Cynthia Ozick Reviews Julie Orringer’s ‘The Flight Portfolio’

Orringer’s scrupulous research into this turbulent period goes far beyond bookishness. Her landscapes regularly rise to a Keatsian sensuousness. Her Marseille breathes as a city breathes: architecture, gardens, streets, hotels, cafes, skies, smells, weather, food, cigarettes, the interiors of suites, offices, prisons, internment camps, the moods of authority and tyranny and spite, the cunning of confederates and criminals, the fury of betrayal by seeming allies. She evokes the crooked geography of flight — Spain, Portugal, Martinique, the trek on foot over the Pyrenees, the ships that disappoint. Many of her pivotal figures are familiar to history: Hiram Bingham, the heroic American vice consul who lavishly issued salvational visas to despairing Jews; Hugh Fullerton, the consul general who thwarted Bingham on the advice of Cordell Hull, the Roosevelt administration’s compliant secretary of state; and the idiosyncratic panoply of Fry’s assistants. All these, and the hapless refugees themselves, Orringer revivifies with cinematic verisimilitude. Yet it is the beating heart of Varian Fry that is the means and purpose of “The Flight Portfolio.”

A biography can read like a novel. Ought a novel to pose as a biography? Like an egg with two yolks, Orringer’s novel has two centers: the trustworthy chronicle of the Emergency Rescue Committee, and the mind of Varian Fry. The first is at hand. The second is a door with no key. But must the verifiable past surrender to the sovereignty of imagination? Confident that it must, Orringer goes where no exacting biographer will go, and where the novelist is hotly obliged to go — into the veiled precincts of Fry’s psyche: “He had always thought, given enough time, that he could crack any code, unravel any knot, unmaze any maze, master any beast, however venomous or wily. Since childhood he’d lived in an adversarial dance with his own mind, filling it with whatever seemed impossible, daring it to prove him wrong.”

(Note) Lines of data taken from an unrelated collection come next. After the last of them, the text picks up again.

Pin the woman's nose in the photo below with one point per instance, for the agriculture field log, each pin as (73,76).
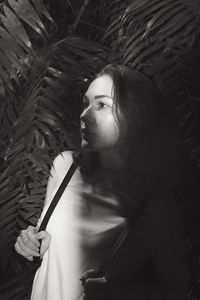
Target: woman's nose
(86,114)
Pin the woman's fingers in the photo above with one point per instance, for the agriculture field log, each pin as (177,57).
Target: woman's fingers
(29,240)
(46,238)
(88,274)
(25,248)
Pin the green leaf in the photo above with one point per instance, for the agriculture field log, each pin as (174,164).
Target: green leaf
(26,12)
(15,28)
(41,9)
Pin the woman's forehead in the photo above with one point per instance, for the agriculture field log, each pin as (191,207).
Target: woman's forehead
(102,85)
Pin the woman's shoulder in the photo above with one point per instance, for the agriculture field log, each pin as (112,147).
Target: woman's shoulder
(62,162)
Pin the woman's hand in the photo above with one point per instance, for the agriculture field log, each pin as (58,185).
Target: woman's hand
(28,244)
(94,288)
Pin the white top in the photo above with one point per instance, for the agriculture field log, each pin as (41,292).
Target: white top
(83,228)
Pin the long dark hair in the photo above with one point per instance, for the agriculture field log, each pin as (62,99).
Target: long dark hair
(146,141)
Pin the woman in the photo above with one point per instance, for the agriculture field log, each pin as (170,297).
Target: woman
(128,155)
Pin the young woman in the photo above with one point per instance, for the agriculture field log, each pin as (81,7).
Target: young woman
(128,155)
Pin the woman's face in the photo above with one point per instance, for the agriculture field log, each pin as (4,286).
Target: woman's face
(99,128)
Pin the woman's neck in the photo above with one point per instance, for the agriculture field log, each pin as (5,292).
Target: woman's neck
(110,161)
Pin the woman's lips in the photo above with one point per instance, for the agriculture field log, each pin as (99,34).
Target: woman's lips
(86,132)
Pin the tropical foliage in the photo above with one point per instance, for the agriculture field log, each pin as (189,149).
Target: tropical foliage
(48,52)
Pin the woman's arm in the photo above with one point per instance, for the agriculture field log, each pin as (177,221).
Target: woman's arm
(27,243)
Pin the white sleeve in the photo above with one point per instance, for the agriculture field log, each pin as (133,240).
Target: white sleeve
(59,169)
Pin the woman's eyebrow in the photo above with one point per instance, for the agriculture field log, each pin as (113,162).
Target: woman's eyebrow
(102,96)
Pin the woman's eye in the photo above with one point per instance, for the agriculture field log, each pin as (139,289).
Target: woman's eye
(102,105)
(85,105)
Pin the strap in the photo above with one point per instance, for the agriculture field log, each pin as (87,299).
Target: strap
(129,226)
(57,196)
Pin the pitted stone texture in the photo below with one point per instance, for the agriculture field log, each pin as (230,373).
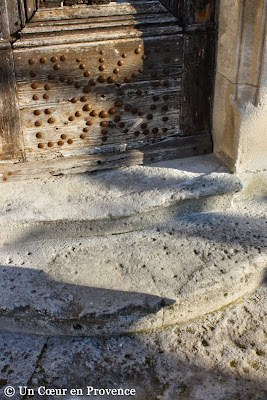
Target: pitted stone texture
(132,282)
(113,194)
(217,357)
(19,359)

The novelist is obliged also to the commands of plot — plot seething in contrivance, stratagem, revelation. In service to these, “The Flight Portfolio” invents a knot of intertwined characters, who together come to dominate, even to override, and finally to invade the historical Fry. In Orringer’s scheme, we learn that her fictive Varian and her fictive Elliott Grant had once been lovers; at Harvard they quarreled and parted. Now, after 12 years, Grant turns up in Marseille, hoping to find and rescue Tobias Katznelson, an Einstein-like young prodigy whom the Germans mean to seize for his value to weaponry development. Grant’s interest in the boy is motivated by his sexual intimacy with Tobias’s father, already safe in New York. But here in tumultuous Marseille Varian and Grant renew their old passion; plot begins to outstrip all else. Soon Varian’s lover’s obsession will overtake and outweigh — and then devour — whatever remains of biographical verity. And Tobias is not what he seems to be: the ruse leads to the endangerment of a celebrated (fictive) painter.


The novel of chase-and-elude differs from the so-called literary novel not so much in its frantic excitements as in its influence on character. In one, story grows organically out of the elastic complexity of individuated traits. In the other, character is conditioned and flattened by contrivance. Even the glamour of the homoerotic, which fuels Orringer’s engine of suspense, turns threadbare through overexposure. In scene after scene, Varian’s leg slides seductively (and also schematically) along Grant’s; or vice versa. For the historical Fry, beyond hunches and hints, there is no evidence of homosexuality. Yet Orringer makes it a part of his character, expanding on speculations by Fry’s biographer, Andy Marino. “The skills Fry had developed to cope with and express his ‘deviance’ from the norm over the years,” Marino writes, “may have stood him in good stead for the illicit and secret activities he took to so naturally and performed so extraordinarily well in France.” Might this be a Freudian leap too far? A leap that lands Orringer’s Varian in another man’s bed.